Le reclute sono monitorate con elettrodi appiccicati al corpo e strumenti per le rilevazioni telemetriche. Tra bombardamenti e agguati con munizioni vere, come accade regolarmente nell’addestramento dei militari americani, simulazioni elettroniche di attacchi ed esplosioni, ogni azione e razione è soppesata, dalla quantità di acido lattico nei muscoli al battito cardiaco. E sono per prime le donne a chiedere che niente sia facilitato nel loro percorso, per dimostrare che tutto quello che un maschio può fare anche loro possono fare.
Era dallo shock del 1948, quando Harry Truman finalmente pose fine alla discriminazione razziale che imponeva reparti separati per bianchi e neri, che le Forze Armate Usa non doveva superare lo shock di un cambiamento così radicale. Già l’ostracismo contro gli omosessuali, anche nell’ipocrita versione del «non dirlo e non chiederlo», era stato abbandonato, ma nel caso delle donne la resistenza psicologia di un mondo storicamente maschio e maschile rimane, dietro la “correttezza politica” intensa. Che ancora fatica a digerire quel 14 percento femmina del milione e mezzo di americani in uniforme.
Gli avversari accusano la politica di avere imposto la desegregazione di genere soltanto per convenienza elettorale, senza tenere conto della realtà del combattimento.
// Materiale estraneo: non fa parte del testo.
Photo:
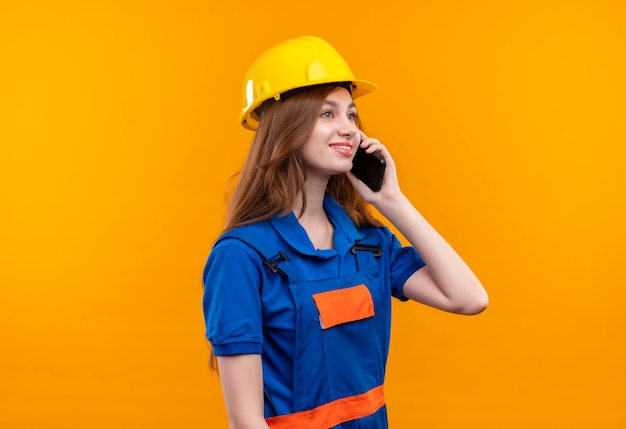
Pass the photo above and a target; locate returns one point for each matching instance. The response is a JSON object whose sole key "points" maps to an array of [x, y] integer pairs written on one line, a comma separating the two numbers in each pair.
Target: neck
{"points": [[314, 219]]}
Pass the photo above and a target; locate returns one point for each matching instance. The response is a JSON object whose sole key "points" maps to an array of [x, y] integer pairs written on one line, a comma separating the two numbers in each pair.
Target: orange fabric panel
{"points": [[344, 305], [332, 413]]}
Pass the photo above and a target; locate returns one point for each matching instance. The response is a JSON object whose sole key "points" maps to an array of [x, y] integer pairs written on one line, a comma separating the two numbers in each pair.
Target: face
{"points": [[335, 137]]}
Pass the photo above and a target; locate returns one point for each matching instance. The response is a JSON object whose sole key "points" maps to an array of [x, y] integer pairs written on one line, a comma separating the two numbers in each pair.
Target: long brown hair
{"points": [[275, 172]]}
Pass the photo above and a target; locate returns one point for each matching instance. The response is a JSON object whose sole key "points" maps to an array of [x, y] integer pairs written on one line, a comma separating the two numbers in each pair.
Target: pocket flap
{"points": [[344, 305]]}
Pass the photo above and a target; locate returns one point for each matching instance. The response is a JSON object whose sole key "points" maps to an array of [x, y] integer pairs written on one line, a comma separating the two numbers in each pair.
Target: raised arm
{"points": [[242, 386], [446, 282]]}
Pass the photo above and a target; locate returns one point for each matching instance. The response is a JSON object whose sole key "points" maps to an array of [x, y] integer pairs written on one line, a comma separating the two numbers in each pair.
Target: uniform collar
{"points": [[295, 235]]}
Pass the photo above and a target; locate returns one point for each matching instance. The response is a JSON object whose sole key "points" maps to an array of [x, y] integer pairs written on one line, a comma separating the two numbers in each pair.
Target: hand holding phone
{"points": [[369, 168]]}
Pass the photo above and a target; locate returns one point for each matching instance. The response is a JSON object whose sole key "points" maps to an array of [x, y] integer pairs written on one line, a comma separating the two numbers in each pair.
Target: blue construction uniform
{"points": [[320, 318]]}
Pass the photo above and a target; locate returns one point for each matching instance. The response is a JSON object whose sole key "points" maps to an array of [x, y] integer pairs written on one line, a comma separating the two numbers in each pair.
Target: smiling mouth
{"points": [[344, 148]]}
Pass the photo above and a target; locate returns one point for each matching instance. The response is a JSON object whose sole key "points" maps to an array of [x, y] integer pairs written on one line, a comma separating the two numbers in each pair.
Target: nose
{"points": [[347, 128]]}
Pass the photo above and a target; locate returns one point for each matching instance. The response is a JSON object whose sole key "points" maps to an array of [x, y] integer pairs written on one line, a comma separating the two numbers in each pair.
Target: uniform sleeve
{"points": [[404, 261], [232, 300]]}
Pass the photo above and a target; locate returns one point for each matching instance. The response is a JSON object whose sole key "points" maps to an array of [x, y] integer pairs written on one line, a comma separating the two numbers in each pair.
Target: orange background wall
{"points": [[118, 131]]}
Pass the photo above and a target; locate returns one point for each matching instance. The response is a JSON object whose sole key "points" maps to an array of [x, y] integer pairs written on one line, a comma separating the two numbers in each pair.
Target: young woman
{"points": [[298, 288]]}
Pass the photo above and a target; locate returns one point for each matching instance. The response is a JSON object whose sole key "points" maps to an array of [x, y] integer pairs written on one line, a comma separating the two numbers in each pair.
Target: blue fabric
{"points": [[249, 309]]}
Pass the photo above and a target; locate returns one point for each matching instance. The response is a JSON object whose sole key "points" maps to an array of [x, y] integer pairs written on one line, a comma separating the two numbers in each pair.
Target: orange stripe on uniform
{"points": [[332, 413]]}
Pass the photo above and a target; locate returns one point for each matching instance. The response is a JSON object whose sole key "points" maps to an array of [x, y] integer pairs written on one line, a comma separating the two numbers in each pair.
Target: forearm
{"points": [[242, 385], [450, 273]]}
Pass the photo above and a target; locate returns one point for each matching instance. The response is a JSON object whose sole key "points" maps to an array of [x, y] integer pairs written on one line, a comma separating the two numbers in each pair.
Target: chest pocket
{"points": [[344, 305]]}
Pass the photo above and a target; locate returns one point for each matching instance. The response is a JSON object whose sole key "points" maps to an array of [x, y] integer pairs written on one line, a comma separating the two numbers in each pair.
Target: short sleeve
{"points": [[404, 262], [232, 299]]}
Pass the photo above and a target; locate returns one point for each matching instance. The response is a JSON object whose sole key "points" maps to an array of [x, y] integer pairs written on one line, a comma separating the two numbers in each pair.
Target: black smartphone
{"points": [[369, 168]]}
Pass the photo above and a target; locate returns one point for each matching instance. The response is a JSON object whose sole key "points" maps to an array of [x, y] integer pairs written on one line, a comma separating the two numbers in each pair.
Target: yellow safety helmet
{"points": [[292, 64]]}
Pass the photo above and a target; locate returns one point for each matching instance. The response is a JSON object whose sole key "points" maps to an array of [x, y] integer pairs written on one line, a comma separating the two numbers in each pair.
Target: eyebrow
{"points": [[335, 104]]}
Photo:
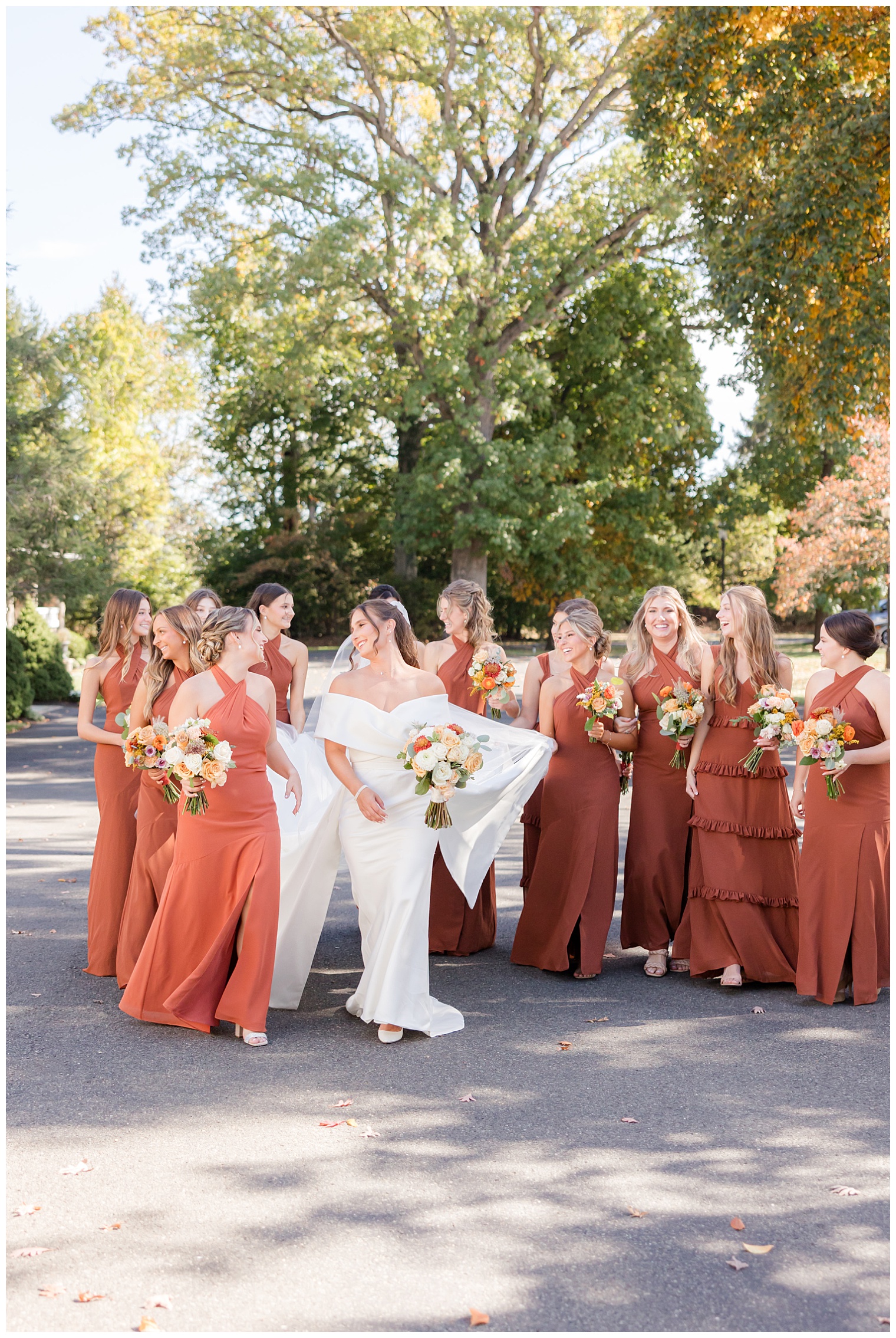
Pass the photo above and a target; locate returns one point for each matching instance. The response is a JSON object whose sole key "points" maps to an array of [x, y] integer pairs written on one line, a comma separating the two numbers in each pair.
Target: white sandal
{"points": [[251, 1037]]}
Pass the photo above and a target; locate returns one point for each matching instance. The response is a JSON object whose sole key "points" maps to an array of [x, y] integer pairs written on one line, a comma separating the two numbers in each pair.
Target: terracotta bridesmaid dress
{"points": [[658, 846], [844, 869], [454, 926], [117, 794], [187, 973], [531, 818], [157, 826], [279, 669], [744, 866], [570, 899]]}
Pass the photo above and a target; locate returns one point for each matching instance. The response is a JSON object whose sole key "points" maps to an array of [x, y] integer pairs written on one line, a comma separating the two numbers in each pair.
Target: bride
{"points": [[377, 821]]}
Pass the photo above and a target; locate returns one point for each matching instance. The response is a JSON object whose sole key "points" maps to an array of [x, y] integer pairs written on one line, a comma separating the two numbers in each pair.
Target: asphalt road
{"points": [[238, 1206]]}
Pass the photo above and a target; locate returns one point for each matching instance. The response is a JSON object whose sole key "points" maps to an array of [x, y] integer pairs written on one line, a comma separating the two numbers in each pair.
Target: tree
{"points": [[839, 549], [776, 121], [456, 175]]}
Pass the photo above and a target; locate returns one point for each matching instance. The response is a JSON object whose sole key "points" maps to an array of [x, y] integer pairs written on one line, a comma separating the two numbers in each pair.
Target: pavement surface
{"points": [[238, 1206]]}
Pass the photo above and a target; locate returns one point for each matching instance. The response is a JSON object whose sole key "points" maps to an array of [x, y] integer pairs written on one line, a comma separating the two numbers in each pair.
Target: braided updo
{"points": [[216, 629]]}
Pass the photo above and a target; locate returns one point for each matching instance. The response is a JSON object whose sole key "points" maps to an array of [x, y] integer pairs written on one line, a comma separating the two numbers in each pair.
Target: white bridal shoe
{"points": [[251, 1037], [388, 1037]]}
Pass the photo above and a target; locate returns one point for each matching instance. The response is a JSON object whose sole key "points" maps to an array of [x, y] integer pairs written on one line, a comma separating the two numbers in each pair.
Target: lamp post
{"points": [[723, 535]]}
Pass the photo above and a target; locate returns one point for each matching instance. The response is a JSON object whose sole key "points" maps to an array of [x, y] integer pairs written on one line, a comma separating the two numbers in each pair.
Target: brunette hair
{"points": [[380, 612], [588, 623], [690, 644], [476, 609], [854, 630], [196, 599], [757, 637], [216, 629], [265, 594], [158, 672], [118, 621]]}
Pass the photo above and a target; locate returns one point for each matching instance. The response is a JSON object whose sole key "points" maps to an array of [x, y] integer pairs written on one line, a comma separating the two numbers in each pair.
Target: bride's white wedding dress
{"points": [[391, 862]]}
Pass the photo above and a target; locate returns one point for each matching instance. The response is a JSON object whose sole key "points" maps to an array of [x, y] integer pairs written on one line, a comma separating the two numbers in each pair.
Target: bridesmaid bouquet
{"points": [[602, 702], [493, 676], [145, 749], [772, 716], [443, 758], [824, 737], [195, 752], [680, 711]]}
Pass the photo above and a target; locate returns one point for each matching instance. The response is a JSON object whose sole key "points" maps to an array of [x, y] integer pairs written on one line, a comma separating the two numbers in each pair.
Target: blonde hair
{"points": [[217, 628], [589, 624], [158, 672], [638, 640], [756, 633], [120, 616], [476, 609]]}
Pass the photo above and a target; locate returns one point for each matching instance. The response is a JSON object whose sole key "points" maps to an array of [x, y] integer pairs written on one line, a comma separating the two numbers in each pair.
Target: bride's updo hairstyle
{"points": [[589, 625], [379, 612], [216, 629]]}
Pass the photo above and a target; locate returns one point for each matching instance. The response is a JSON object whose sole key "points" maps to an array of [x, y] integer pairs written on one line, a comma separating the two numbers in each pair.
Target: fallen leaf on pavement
{"points": [[82, 1166]]}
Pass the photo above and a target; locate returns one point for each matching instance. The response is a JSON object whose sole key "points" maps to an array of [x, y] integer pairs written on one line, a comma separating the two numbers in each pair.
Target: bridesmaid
{"points": [[202, 603], [844, 867], [222, 893], [114, 672], [664, 648], [285, 660], [536, 672], [174, 659], [743, 889], [454, 928], [569, 906]]}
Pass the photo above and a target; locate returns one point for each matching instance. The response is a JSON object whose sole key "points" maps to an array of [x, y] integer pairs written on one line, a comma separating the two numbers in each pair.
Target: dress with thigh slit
{"points": [[187, 973]]}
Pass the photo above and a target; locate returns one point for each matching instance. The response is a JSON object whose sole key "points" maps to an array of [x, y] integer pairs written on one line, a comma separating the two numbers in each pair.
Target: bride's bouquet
{"points": [[443, 758], [772, 716], [145, 749], [493, 676], [824, 737], [602, 702], [195, 752], [680, 711]]}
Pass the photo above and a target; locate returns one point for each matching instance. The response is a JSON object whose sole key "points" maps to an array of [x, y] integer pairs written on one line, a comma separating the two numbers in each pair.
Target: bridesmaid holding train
{"points": [[174, 659], [844, 866], [454, 928], [664, 648], [114, 672]]}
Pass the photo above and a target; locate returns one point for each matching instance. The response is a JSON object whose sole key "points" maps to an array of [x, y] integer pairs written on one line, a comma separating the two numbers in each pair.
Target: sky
{"points": [[66, 192]]}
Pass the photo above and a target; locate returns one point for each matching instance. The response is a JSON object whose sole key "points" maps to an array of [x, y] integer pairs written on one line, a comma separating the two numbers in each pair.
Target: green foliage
{"points": [[776, 121], [19, 689], [43, 656]]}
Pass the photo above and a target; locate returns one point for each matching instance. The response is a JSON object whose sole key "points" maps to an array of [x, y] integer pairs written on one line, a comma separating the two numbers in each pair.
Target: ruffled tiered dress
{"points": [[743, 889], [844, 869], [118, 788]]}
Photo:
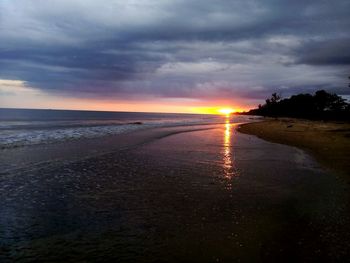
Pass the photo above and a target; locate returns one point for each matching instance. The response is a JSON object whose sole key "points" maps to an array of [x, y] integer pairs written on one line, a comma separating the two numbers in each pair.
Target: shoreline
{"points": [[328, 142]]}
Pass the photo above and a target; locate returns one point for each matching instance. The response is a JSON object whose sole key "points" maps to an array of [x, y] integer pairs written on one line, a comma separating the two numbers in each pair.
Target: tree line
{"points": [[321, 106]]}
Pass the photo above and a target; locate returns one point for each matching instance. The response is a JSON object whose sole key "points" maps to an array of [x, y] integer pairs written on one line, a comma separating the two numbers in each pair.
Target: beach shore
{"points": [[328, 142], [183, 194]]}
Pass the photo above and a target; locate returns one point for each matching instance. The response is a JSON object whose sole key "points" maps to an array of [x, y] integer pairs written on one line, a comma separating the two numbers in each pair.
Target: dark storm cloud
{"points": [[197, 49], [325, 52]]}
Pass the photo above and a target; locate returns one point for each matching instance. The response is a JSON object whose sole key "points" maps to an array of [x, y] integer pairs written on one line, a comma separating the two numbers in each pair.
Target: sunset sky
{"points": [[169, 56]]}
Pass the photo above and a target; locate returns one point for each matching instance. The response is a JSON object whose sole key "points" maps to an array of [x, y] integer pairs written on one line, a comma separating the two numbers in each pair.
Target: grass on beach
{"points": [[328, 142]]}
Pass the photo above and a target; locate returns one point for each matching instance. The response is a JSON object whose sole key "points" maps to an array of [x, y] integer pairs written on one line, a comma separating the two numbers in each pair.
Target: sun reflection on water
{"points": [[228, 165]]}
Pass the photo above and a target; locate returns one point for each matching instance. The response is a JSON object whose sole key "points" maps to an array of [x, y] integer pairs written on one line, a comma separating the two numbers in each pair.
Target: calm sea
{"points": [[23, 127]]}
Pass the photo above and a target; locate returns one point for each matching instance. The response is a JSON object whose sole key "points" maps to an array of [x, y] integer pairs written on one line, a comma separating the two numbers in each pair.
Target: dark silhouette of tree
{"points": [[321, 105]]}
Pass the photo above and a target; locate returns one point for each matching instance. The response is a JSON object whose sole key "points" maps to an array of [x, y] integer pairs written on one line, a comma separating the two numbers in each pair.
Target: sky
{"points": [[170, 55]]}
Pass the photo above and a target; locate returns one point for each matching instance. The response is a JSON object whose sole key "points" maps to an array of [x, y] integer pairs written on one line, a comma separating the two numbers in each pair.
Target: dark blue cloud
{"points": [[189, 49]]}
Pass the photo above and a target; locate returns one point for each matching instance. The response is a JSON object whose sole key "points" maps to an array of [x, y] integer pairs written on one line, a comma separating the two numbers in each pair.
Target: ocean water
{"points": [[24, 127]]}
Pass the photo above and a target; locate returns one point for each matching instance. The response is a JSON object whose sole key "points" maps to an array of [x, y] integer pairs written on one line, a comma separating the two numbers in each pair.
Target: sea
{"points": [[25, 127]]}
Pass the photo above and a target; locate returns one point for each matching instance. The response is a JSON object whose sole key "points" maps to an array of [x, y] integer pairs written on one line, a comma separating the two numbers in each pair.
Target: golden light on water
{"points": [[227, 153]]}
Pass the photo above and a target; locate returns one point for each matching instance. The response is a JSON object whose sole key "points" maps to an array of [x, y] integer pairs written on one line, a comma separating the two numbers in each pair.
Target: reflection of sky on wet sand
{"points": [[228, 165]]}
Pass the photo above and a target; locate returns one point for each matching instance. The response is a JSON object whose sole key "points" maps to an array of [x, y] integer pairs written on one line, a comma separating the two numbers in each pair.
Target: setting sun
{"points": [[226, 111]]}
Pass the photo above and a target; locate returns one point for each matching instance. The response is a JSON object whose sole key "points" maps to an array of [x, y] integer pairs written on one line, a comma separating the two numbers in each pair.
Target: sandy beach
{"points": [[328, 142], [194, 194]]}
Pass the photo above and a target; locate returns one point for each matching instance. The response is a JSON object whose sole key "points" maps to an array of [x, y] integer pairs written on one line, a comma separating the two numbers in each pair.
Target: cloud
{"points": [[175, 49]]}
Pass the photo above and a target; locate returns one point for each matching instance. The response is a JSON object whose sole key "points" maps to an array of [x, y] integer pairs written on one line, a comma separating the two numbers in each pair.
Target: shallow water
{"points": [[202, 196]]}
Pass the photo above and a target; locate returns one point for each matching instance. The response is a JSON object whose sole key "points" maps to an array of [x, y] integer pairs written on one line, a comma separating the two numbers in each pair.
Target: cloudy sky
{"points": [[169, 55]]}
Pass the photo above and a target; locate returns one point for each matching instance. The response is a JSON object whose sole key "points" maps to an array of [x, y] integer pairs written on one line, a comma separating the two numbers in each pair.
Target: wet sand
{"points": [[207, 195], [329, 142]]}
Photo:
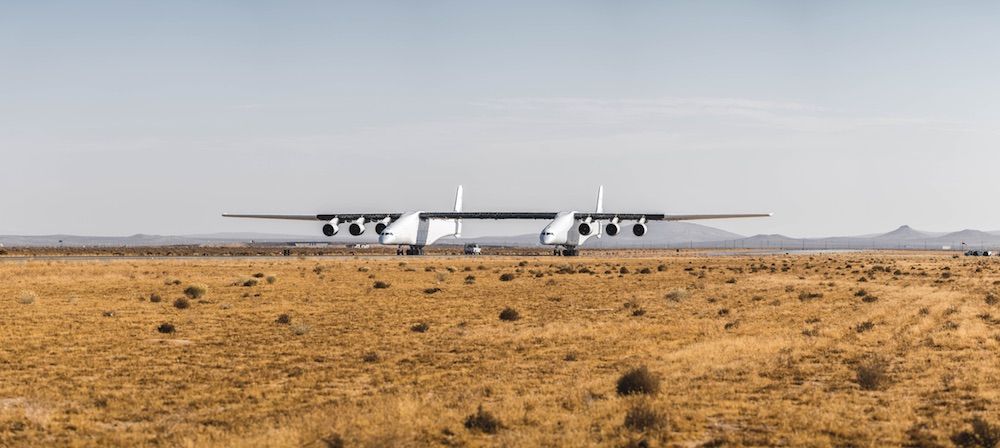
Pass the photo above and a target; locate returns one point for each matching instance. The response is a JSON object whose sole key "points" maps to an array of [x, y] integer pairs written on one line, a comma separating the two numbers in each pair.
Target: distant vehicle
{"points": [[980, 253], [566, 230]]}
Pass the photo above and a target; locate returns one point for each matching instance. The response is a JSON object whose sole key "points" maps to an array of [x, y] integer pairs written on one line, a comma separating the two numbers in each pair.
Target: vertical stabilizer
{"points": [[458, 208], [600, 209], [600, 200]]}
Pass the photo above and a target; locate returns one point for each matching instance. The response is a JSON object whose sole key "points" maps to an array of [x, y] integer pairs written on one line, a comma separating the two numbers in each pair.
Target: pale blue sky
{"points": [[154, 117]]}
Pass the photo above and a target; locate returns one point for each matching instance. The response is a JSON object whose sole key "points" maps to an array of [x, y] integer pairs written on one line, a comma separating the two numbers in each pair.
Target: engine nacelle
{"points": [[331, 228], [639, 229], [381, 225], [357, 227], [612, 229]]}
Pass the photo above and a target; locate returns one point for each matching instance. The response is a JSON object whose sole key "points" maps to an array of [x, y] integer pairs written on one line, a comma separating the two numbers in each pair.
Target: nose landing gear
{"points": [[566, 251], [411, 250]]}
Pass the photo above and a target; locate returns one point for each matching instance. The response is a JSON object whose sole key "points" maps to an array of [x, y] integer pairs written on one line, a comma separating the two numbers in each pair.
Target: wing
{"points": [[344, 217], [489, 215], [663, 217]]}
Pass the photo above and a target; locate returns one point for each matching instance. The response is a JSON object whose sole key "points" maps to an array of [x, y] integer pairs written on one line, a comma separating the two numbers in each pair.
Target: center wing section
{"points": [[489, 215]]}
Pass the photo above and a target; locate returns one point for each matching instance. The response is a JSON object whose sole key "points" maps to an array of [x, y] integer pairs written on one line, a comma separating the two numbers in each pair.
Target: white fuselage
{"points": [[412, 229], [564, 230]]}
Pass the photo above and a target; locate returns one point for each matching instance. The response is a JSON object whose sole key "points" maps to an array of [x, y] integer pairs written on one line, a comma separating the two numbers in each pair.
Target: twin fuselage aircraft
{"points": [[566, 230]]}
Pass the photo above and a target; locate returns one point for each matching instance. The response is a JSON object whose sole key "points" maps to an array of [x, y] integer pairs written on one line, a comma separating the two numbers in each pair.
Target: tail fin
{"points": [[600, 209], [600, 200], [458, 208]]}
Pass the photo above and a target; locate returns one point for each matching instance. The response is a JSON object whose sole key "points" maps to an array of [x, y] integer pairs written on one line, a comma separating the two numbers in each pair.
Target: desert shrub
{"points": [[918, 436], [677, 295], [638, 381], [806, 296], [482, 421], [27, 297], [864, 326], [333, 440], [195, 291], [509, 314], [983, 434], [872, 373], [643, 417]]}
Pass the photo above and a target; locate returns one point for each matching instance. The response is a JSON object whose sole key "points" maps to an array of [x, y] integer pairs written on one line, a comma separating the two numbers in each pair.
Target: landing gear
{"points": [[415, 250], [566, 251]]}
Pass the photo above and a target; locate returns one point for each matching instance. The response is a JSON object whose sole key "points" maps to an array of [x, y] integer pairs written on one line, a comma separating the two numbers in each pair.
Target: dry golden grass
{"points": [[749, 350]]}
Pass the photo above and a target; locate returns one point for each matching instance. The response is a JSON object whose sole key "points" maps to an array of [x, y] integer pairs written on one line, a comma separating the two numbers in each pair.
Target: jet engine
{"points": [[381, 225], [612, 228], [357, 227], [331, 228], [639, 229]]}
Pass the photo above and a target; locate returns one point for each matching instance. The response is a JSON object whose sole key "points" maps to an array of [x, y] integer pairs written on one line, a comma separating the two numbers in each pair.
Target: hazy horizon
{"points": [[847, 118]]}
I sostenitori obbiettano che si tratta soltanto di pregiudizi. «Se una donna riesce a superare i test, non esiste alcuna ragione per escluderla da tutti i ruoli nelle Forze Armate, inutile che si illudano di farci fallire», ruggisce il caporale Princesse Aldrete: «Non ce la faranno». E se usciranno ancora in piedi dalle foreste sui Monti Appalachi, un premio attende le signore “Full Metal Jacket”: novanta giorni nel deserto Mojave, l’estate prossima in California, tra scorpioni e serpenti a sonagli. «Ma chi sopravvive al sergente istruttore non può avere paura di qualche insetto e di qualche biscia» ride il caporale Princesse.